Arts & Culture

Elder Peter Schuler transforms land acknowledgement into riveting history

ArtsEverywhere Festival’s introductory ceremony memorably skips the clichés

The 2018 ArtsEverywhere Festival started off with a bang with the introductory ceremony and land recognition speech by Peter Schuler (whose Ojibwe name, Ozhibiige Nini, means “The Man Who Writes”) of the Mississaugas of the Credit First Nation.

With a half hour scheduled for the ceremony at the Art Gallery of Guelph, the audience likely assumed the time would be taken to promote the importance of accessibility — the event included American Sign Language interpreters and an automatic speech-to-text translator — and advertise the rest of the festival, with a short time dedicated to the land acknowledgement. Usually, the land acknowledgement at such events sounds like the University of Guelph’s territorial acknowledgement (taken from the Student Life website): “[x] resides on the ancestral lands of the Attawandaron people and the treaty lands and territory of the Mississaugas of the Credit. We recognize the significance of the Dish with One Spoon Covenant to this land and offer our respect to our Anishinaabe, Haudenosaunee, and Métis neighbours as we strive to strengthen our relationships with them.”

Peter Schuler did not say this.
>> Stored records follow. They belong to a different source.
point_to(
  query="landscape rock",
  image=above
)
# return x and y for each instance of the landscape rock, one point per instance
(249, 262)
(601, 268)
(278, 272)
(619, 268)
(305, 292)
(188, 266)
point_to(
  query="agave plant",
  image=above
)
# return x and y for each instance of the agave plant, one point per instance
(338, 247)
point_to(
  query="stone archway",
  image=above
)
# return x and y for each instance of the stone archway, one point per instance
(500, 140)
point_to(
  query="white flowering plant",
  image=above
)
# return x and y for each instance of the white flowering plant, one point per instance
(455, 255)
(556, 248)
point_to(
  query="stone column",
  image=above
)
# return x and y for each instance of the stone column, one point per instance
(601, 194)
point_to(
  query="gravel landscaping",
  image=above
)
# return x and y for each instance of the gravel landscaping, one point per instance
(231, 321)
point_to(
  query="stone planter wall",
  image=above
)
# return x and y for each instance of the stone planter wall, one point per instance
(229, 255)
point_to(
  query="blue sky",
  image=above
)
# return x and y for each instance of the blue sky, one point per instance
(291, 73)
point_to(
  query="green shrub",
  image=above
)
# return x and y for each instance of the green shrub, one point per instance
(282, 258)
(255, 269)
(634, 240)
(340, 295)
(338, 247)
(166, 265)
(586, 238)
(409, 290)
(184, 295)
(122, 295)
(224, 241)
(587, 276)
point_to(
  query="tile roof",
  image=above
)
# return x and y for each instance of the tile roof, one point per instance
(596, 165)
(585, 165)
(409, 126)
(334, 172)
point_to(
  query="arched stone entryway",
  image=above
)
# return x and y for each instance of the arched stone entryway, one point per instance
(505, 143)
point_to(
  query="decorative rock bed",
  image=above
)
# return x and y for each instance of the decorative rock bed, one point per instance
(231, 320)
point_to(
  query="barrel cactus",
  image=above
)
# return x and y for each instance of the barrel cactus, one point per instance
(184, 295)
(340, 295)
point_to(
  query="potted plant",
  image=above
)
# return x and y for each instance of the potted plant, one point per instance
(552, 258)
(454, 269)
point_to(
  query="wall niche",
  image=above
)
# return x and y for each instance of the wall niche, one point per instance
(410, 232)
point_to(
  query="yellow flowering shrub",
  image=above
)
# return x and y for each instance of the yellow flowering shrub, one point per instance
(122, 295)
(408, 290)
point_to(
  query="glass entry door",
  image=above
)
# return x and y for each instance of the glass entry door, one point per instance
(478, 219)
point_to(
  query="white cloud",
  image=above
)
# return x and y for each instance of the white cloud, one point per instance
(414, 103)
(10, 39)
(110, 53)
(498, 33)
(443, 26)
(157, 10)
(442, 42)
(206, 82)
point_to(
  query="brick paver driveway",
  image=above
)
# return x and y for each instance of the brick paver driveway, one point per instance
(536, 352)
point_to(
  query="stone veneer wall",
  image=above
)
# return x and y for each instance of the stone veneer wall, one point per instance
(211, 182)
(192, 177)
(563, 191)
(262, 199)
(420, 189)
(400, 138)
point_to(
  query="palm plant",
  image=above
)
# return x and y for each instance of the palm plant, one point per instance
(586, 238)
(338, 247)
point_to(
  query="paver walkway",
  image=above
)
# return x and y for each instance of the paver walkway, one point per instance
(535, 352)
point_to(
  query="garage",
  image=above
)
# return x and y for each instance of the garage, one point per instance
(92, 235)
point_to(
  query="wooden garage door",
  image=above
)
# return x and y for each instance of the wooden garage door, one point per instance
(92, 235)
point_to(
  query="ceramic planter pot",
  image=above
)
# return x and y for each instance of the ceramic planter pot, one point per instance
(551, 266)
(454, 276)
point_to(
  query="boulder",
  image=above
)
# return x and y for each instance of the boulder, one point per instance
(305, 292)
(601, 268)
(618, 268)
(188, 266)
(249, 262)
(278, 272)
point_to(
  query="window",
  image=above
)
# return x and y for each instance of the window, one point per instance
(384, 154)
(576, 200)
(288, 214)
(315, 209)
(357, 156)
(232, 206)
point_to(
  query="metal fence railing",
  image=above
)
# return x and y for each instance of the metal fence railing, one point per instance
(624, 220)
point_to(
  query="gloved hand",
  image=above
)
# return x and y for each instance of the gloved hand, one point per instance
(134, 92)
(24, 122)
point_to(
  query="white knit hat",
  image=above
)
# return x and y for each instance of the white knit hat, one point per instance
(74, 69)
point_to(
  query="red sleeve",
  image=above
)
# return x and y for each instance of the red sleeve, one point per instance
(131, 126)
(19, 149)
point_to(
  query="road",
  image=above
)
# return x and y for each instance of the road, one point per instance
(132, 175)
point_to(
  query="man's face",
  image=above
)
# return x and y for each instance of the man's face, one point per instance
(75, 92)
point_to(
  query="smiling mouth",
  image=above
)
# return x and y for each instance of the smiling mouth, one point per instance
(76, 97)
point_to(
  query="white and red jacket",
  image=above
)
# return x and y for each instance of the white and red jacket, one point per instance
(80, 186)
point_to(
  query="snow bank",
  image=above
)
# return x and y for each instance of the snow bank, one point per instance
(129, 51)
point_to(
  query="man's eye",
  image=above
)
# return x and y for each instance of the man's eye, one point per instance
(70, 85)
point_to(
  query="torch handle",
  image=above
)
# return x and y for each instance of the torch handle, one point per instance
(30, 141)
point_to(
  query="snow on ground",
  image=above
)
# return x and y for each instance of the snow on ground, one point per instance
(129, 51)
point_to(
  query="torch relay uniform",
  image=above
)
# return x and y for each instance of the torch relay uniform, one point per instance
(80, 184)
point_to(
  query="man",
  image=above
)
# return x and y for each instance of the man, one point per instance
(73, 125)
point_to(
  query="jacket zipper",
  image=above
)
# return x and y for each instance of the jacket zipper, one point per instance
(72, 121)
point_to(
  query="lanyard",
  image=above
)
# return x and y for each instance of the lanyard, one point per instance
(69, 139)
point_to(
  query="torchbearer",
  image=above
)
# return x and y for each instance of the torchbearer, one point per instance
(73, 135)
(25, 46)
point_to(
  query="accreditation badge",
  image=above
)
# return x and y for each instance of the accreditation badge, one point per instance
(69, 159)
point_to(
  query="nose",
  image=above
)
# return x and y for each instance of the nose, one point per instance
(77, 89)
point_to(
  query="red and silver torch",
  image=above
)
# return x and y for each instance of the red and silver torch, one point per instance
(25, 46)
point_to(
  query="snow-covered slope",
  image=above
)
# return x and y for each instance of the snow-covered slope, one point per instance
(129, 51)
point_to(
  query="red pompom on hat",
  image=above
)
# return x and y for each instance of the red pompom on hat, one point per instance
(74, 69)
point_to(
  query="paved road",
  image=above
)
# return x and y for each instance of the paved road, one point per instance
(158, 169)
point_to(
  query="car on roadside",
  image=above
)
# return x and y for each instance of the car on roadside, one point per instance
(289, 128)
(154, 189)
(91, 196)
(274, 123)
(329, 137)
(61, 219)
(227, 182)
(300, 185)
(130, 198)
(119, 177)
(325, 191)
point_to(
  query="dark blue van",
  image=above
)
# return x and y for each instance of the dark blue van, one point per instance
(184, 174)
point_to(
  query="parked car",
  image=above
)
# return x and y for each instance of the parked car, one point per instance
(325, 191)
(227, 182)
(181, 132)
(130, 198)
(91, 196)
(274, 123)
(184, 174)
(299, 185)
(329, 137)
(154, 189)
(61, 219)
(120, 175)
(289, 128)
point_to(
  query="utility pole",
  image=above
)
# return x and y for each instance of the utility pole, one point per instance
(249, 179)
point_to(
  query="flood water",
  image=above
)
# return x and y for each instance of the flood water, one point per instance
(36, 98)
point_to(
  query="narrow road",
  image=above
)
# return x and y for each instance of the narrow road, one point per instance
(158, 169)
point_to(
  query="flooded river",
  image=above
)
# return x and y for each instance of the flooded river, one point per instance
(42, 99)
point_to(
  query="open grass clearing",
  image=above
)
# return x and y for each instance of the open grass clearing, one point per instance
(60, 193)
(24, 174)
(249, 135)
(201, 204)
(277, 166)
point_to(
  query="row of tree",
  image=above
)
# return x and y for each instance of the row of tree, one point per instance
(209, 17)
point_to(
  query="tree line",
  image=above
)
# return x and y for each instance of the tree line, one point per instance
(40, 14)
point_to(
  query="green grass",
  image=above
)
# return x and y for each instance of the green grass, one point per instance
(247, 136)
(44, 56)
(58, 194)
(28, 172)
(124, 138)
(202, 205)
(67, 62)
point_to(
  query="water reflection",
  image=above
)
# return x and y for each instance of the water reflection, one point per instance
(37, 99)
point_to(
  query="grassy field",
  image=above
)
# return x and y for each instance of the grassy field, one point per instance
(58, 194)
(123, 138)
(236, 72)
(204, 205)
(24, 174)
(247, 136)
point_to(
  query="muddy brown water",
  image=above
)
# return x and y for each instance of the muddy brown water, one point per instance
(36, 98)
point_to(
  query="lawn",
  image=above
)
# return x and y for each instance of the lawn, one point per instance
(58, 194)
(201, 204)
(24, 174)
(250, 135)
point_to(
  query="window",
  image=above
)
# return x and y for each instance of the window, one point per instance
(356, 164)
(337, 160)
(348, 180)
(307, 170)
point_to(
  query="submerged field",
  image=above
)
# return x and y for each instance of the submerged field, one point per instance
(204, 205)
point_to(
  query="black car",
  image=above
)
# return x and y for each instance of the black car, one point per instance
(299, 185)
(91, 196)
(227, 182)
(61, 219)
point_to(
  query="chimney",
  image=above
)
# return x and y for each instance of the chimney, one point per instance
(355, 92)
Instead, Schuler took the audience on a journey through creation and his life.In Ojibwe, he thanked the animals, mist, fog, trees, and more. When listening to land acknowledgements, people may assume the “white man” took the land away from the Indigenous peoples only, but they also took the land away from animals and nature itself. That all living beings are connected and that we are related to nature are not far-fetched realizations: “We are woven in with creation,” said Schuler.

“I don’t know why I was compelled to include this in the land recognition, but I asked for words to come with the tobacco I put into the fire before I came to do the opening and those are the words that came,” said Schuler, in a Facebook message. “I think I will do this in the days coming any time I’m asked to do land recognition. After all, when we only mention people we are not recognizing the land, the earth. And if you look around … it shows.”

Schuler also told a story of a spirit called the “wendigo.”

This spirit is often seen as “progress” or “success,” but this facade is dangerous. The wendigo is a greedy spirit that is never satisfied and always hungry, often portrayed as a giant beast who possesses people and makes them cannibals. Schuler compared the wendigo to the “white man,” who displaced the Indigenous peoples from their land, gave them smallpox blankets, and killed them in large numbers. There is an understandable amount of displeasure in this part of history, but Schuler insisted that people need to relearn the history of their culture.That is why, he said, the ArtsEverywhere Festival is so important for him: it is an opportunity to open doors and talk about things that might be uncomfortable. But the value of listening is more important than discomfort. The ArtsEverywhere Festival creates a safe learning environment in which individuals can listen to the struggles and achievements of those around them.

But we are not to forget, he declared: “We should not forget the beginning — the very beginning.”